Maritime Launch Services Ltd. announced Tuesday that it has committed to establishing a launch complex near Canso and Hazel Hill.

The Halifax-based company, which is a joint venture of three U.S.-based firms, said it chose the location in Guysborough Municipality after an assessment of 14 potential locations across North America.

Steve Matier, head of spaceport development, said the company met with members of the community last month and many joked about the Canso area as a location.

"They described Canso as not at the end of the earth, but you could see it from there," said Matier in a telephone interview from Albuquerque, New Mexico. "That's what you are really looking for. You are looking for a place that has a good buffer from people and an access to a trajectory so that you have a client base that is interested in putting satellites into orbit."

Matier said the facility would launch medium sized (3,350 kg) rockets on a due south trajectory. The cost of each launch is targeted at US $45 million.

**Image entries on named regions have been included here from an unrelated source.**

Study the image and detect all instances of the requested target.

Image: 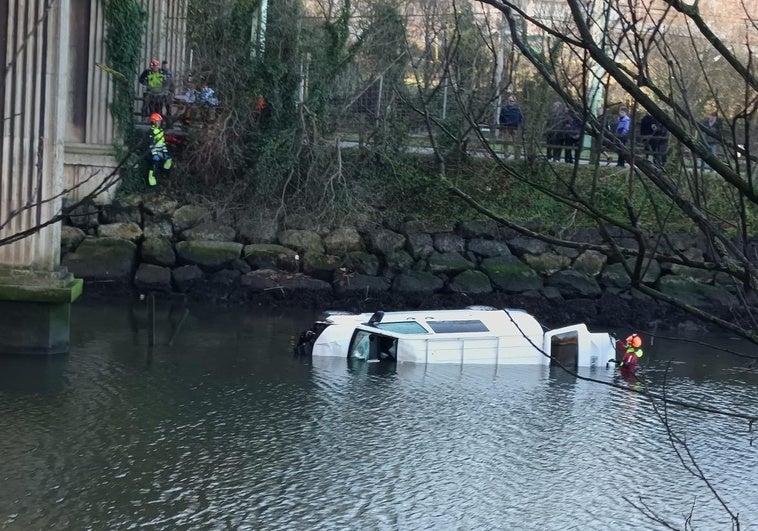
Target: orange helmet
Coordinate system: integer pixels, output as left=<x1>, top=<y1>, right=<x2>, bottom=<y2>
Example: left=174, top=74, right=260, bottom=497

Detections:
left=626, top=334, right=642, bottom=348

Once completed, the site would be used to launch the Ukrainian-built Cyclone 4M rocket into space. The company said the Ukrainian provider of the rocket, Yuzhnoye and Yuzhmash, has been in operation for 62 years and has built and launched more than 400 spacecraft.

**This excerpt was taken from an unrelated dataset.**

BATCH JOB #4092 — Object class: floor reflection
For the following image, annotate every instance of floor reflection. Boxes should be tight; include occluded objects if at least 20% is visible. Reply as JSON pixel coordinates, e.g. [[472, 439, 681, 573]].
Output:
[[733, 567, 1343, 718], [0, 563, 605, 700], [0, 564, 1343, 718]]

CEO John Isella said the project is solely a commercial venture and no government funding has been requested, mainly due to the relationship with the Ukrainian firm. He said it will cost upwards of $226 million to get the company to the first launch.

"We are leveraging the tremendous heritage that exists in Ukraine in the rocket industry," Isella said. "So we are not starting from scratch with the design of a rocket or with the design of the launch complex."

Isella said the company is optimistic it can break ground on its new facility within a year and meet market demands with a first launch in late 2020. He said the spaceport would consist of a launch pad and a processing building and control centre that would be built about three kilometres away.

In addition to the construction jobs over three years, Isella said between 30 and 50 permanent jobs would be created locally. He said a spinoff effect would also be created for the local economy because each launch mission would require up to 100 support staff who would populate the site for about six to eight weeks prior to a launch.

In the meantime, the company is working on getting regulatory approval from the federal and provincial governments.

Matier said that would involve environmental and land use approvals as well as clearance from NAV Canada and Transport Canada. He said he met last week with the two federal agencies to discuss issues that could arise because the site would be near the main trans-Atlantic air corridor used by thousands of commercial airlines.

"There is optimal times where there is significantly less traffic, so it is a matter of trying to work out what kind of restricted space we'll need for our launch and when their air traffic is heaviest or lightest," said Matier.

He said the company would also have to consider the needs of local fishermen because any launch would need a large amount of open water south of the pad location.

"We certainly can't be doing that (launching) in the middle of lobster season," said Matier.

The venture would mark of return of sorts to a communication age that had once seen Canso on the cutting edge.

In the 1880s, the community was the landing spot for a subsea communications cable between North America and Europe. The cable was used to transmit news of the Titanic disaster in 1912 and later carried word of the end of the First World War in 1918.